TechSpot

A challenge for you: nightmare log

By uzumaki
Dec 20, 2006
  1. Recently I received a "non working" PC for free. From the picture linked below, you can guess why it wasn't working.

    DSC01714.jpg
    DSC01720.jpg
    DSC01719.jpg
    DSC01718.jpg
    DSC01716.jpg
    DSC01717.jpg
    DSC01715.jpg

    After it was cleaned and done, I was able to boot it and it seemed "fine" hardware wise but at software level it is obvious the PC is badly infested. The size of the log file alone scares me.

    I'm inclined to just forget about it and reformat the hard drive. Except I don't have the install CD for this PC and I can't find the hidden partition so it's probably on separate CDs rather than built into the PC like most later HP and Compaq PCs were. The Win XP CD I have are retail version and probably won't work with the XP key that is on the PC case.
     

    Attached Files:

  2. howard_hopkinso

    howard_hopkinso TS Rookie Posts: 24,177   +19

    Actually, your HJT log isn`t that bad at all, certainly not as far as any nasties are concerned.

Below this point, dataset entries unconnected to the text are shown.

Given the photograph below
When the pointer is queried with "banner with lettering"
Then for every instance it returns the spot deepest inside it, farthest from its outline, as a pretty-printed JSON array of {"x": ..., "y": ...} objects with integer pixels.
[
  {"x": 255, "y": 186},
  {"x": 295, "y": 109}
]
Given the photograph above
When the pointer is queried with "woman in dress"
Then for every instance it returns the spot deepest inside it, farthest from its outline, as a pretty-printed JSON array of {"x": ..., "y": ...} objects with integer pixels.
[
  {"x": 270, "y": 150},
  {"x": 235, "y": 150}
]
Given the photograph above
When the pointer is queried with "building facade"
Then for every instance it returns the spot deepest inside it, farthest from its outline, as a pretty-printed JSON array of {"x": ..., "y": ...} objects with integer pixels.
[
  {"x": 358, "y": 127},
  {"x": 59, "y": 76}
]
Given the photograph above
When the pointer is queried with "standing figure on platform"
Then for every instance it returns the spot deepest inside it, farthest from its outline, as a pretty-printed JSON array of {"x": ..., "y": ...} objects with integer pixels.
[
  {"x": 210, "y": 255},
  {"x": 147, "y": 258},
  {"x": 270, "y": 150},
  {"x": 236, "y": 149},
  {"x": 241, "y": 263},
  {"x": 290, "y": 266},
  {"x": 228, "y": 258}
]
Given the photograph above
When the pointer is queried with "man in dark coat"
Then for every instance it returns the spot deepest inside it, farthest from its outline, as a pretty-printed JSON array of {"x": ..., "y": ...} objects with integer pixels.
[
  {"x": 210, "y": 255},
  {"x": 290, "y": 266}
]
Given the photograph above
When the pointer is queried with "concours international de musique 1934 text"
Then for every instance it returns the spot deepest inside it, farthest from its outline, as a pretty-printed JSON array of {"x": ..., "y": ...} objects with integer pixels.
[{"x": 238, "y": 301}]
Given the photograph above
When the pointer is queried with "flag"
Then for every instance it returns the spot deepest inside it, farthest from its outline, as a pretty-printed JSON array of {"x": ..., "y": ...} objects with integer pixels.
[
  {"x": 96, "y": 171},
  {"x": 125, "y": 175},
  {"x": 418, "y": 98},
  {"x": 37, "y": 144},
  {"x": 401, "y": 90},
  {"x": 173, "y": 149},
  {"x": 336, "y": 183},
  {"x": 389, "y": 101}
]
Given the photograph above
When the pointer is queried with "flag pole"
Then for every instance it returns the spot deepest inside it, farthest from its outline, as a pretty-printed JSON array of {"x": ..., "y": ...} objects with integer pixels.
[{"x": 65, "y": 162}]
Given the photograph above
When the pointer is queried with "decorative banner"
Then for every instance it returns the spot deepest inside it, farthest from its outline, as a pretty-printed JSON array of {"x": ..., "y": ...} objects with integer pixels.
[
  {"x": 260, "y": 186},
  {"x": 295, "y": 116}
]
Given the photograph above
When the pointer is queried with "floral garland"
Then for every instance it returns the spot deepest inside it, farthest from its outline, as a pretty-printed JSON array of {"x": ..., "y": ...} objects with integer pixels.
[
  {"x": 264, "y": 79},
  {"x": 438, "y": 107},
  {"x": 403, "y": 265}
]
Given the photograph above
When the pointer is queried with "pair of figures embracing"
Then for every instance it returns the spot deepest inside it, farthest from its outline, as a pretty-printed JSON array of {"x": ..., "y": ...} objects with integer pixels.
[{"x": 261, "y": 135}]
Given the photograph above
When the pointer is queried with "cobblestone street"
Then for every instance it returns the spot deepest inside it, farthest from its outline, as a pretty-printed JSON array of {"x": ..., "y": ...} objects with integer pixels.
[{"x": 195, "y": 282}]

    You might want to copy and paste these instructions into a notepad file. Then you can have the file open in safe mode, so you can follow the instructions easier.

    Turn off system restore.(XP/ME only) See how HERE.

    Boot into safe mode, under your normal user name(NOT THE ADMINISTRATOR ACCOUNT). See how HERE.

    In Windows Explorer, turn on "Show all files and folders, including hidden and system". See how HERE.

    Go to add remove programmes in your control panel and uninstall anything to do with(if there).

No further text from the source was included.